On Sun, Apr 30, 2006 at 02:16:23PM +0200, Meino Christian Cramer wrote:
> From: "Yakov Lerner" <[EMAIL PROTECTED]>
> Subject: Re: History and "set history=xx"
> Date: Sun, 30 Apr 2006 14:41:58 +0300
> 
> >  How about this.
> > (1) Add this
> > 
> >     echo "111111 history=".&history
> > 
> > to your .vimrc right after the 'set history=100' line.
> > (2) Add this:
> > 
> >     echo "999999 history=".&history
> > 
> > at the very end of your .vimrc.
> > (3) Restart vim.

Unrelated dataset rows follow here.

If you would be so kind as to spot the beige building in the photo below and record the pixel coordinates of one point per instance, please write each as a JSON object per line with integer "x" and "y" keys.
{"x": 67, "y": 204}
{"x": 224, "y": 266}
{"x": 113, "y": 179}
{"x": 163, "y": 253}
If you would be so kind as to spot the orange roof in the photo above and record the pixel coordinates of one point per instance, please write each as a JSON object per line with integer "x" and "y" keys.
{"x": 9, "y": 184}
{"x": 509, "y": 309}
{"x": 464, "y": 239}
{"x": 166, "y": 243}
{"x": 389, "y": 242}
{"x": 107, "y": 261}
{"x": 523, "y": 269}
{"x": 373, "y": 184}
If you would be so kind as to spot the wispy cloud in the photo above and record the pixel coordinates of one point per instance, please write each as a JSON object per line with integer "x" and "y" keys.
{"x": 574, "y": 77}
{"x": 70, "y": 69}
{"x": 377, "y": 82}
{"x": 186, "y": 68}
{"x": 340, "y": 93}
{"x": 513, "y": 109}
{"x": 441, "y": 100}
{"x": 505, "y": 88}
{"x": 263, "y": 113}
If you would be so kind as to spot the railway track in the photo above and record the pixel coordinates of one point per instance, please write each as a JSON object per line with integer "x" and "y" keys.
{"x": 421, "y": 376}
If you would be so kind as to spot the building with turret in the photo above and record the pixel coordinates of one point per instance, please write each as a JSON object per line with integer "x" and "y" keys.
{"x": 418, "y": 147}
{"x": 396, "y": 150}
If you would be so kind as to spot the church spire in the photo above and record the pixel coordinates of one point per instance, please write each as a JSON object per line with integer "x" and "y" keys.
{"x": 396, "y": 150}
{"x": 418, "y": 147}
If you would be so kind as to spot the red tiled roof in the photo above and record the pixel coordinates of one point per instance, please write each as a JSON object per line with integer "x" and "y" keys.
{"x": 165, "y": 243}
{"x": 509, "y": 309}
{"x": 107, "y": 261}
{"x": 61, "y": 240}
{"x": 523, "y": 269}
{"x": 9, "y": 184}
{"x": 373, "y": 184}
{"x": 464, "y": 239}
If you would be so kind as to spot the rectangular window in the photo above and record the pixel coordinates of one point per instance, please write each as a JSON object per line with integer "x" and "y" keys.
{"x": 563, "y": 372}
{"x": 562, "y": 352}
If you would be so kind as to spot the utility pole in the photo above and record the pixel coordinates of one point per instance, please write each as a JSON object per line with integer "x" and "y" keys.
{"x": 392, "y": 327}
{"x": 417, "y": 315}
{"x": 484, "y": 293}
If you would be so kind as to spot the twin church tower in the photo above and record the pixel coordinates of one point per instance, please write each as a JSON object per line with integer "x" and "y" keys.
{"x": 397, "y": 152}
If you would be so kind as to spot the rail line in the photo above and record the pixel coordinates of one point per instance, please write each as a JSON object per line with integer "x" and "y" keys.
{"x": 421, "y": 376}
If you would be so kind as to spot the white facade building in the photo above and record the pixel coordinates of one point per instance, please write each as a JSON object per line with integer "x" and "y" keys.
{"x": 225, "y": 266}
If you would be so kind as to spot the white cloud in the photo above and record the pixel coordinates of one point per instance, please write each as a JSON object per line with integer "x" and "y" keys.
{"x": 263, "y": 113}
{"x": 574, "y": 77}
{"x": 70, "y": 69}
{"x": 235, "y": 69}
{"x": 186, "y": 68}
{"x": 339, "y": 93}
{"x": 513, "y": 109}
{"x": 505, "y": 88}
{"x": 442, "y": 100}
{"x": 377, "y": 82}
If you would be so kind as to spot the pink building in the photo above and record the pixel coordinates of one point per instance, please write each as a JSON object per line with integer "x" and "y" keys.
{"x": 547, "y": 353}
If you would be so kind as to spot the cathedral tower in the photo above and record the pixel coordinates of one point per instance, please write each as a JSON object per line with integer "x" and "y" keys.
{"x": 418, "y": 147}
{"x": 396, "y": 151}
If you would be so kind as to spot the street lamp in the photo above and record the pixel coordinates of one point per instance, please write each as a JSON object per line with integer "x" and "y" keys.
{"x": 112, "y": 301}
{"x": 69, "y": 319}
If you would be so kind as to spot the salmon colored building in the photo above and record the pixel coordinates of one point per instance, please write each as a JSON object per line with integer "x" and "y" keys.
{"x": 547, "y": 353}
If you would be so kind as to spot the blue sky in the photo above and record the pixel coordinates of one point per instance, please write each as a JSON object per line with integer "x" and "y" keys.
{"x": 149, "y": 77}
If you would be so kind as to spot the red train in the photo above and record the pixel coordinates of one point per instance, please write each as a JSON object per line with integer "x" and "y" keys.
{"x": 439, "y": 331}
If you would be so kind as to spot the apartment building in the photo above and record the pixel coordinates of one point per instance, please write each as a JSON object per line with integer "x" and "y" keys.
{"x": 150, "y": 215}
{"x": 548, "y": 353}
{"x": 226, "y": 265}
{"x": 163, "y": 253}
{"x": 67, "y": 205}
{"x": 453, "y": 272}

What do you see ?
> 
> This is displayed:
> 
> 111111 history=100
> 999999 history=20
> Press ENTER or type command to continue
> 
> Seems that something else is fiddeling with this value...
> Are there any implicite ways to (re-)set the history count ?
> A "reset all" or something like that ?

     At this point, you should be able to finish debugging by yourself.
If a close reading of your vimrc file is not enough, you can move the
second debugging line around in your vimrc file (in a binary search
pattern, if the file is large) until you find where it changes.

     Look for shortened forms of "set history":

/^\s*set\=\s\+hi

and for :source'd files:

/^\s*so
/^\s*ru

In all cases, do not stop at the first match.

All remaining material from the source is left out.